L’acquedotto medievale potrebbe cadere da un momento all’altro. Le antiche, splendide volte duo – trecentesche sono sempre più in pericolo. Per fortuna una sempre più vasta sensibilità dei cittadini e un gran numero di architetti, ingegneri, archeologi, botanici, storici preme perché non si compia il misfatto di lasciarlo crollare. Il Comune – sindaco in testa – ha risposto positivamente a questa spinta dal basso e, con la partecipazione di Gabriele De Micheli, l’ingegnere che guida la sezione Ambiente e territorio di Palazzo dei Priori – si è svolto un sopralluogo per valutare il da farsi. Una visita di una folta delegazione che è stata per almeno due ragioni ”emozionante”: la bellezza e la qualità tecnica dell’opera che portava l’acqua alla Fonte Maggiore- sgorgò per la prima volta nel febbraio del 1280; e la sensazione di dover far presto per evitare la catastrofe. “Il crollo può avvenire anche domani”, hanno detto i tecnici. Il timore della perdita irrecuperabile di un pezzo di storia non è allarmismo, ma un pericolo concreto. Così come è forte la spinta a recuperare questo straordinario monumento
Fra il folto gruppo di volontari già da tempo al lavoro per preparare gratuitamente una bozza di progetto di recupero e i rappresentanti del Comune è stato stipulato un patto di collaborazione e l’ingegner De Micheli ha spiegato il tipo di intervento che Palazzo dei Priori intenderebbe fare. Si articola in tre punti precisi. Il primo riguarda la messa in sicurezza e il recupero del bene culturale. Non si può però nemmeno iniziare a progettare concretamente, se non si toglie la vegetazione che è cresciuta sul terreno intorno alle grandi arcate medievali. Poi, fatto il progetto, occorre rimuovere gli alberi, gli arbusti, le edere che ricoprono quasi i due terzi dell’intera muratura. Operazione da fare con particolare attenzione perchè la struttura ormai cadente potrebbe almeno in alcuni punti essere tenuta insieme, sorretta dai rampicanti e dalle radici delle piante. Come se la natura, accortasi della colpevole inerzia degli uomini, avesse provveduto da sola a difendere il monumento. Lo ha protetto con i suoi strumenti che occorre togliere con avvedutezza: tagliare, sradicare e contestualmente consolidare con tutte le tecniche del caso. Il recupero del bene è la parte del lavoro davvero costosa. Nessuno vuol fare cifre, ma, a orecchie attente, sembra di intendere che per compiere l’operazione occorrerebbero 3-4 milioni di euro.

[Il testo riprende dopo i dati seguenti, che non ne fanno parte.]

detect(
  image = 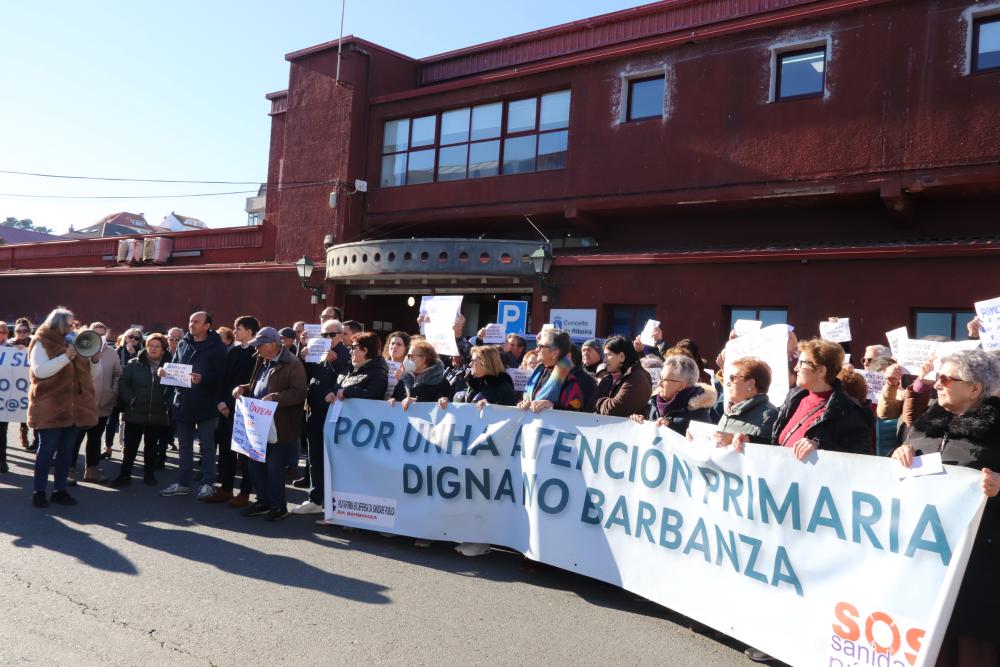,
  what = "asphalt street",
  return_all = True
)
[0,428,752,667]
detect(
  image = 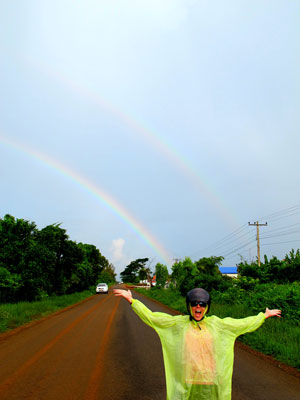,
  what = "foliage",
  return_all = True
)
[155,263,169,289]
[0,214,109,302]
[0,287,95,333]
[238,249,300,283]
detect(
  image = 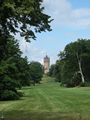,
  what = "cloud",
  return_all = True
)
[43,0,90,28]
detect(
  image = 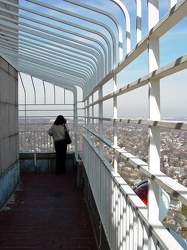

La seconda parte dell’intervento che tratteggia l’ingegner De Micheli riguarda la creazione di un percorso che corra lungo tutti i chilometri in cui si snoda l’acquedotto a partire dal Monte Pacciano. Un percorso architettonico-naturalistico di rara bellezza nel corso del quale si incontrano chiese medievale e paesaggi integri. Un luogo da visitare grazie ad una “mobilità dolce” o facendo semplicemente una bella e salubre passeggiata. E magari organizzandovi – per farlo conoscere – una gara podistica
La terza parte dell’intervento sarebbe quella di rendere percorribile anche tutta la porzione dell’acquedotto interna alla città, sino ad arrivare sotto alla Fonte Maggiore. Insomma l’ “’operazione acquedotto” non rappresenterebbe solo un modo per salvare un bene culturale e un pezzo importante della storia di Perugia, ma potrebbe diventare anche un buon investimento turistico.
Questo progetto sta coinvolgendo sia i cittadini che il Comune: un bell’esempio di collaborazione che fa bene alle istituzioni e al loro governo democratico. La volontà c’è, ci sono le capacità e le idee, occorre trovare i finanziamenti coinvolgendo Regione, Soprintendenza e Ministero dei Beni Culturali. Nella delegazione che ha fatto il sopralluogo c’era anche Fabio Maria Ciuffini, uno dei primi a credere nel recupero dell’acquedotto. L’ex vice sindaco ormai vicino ai 90 anni si muoveva per fratte e greppi con sicurezza e energia. E questa inesausta vitalità è una delle ragioni per sperare.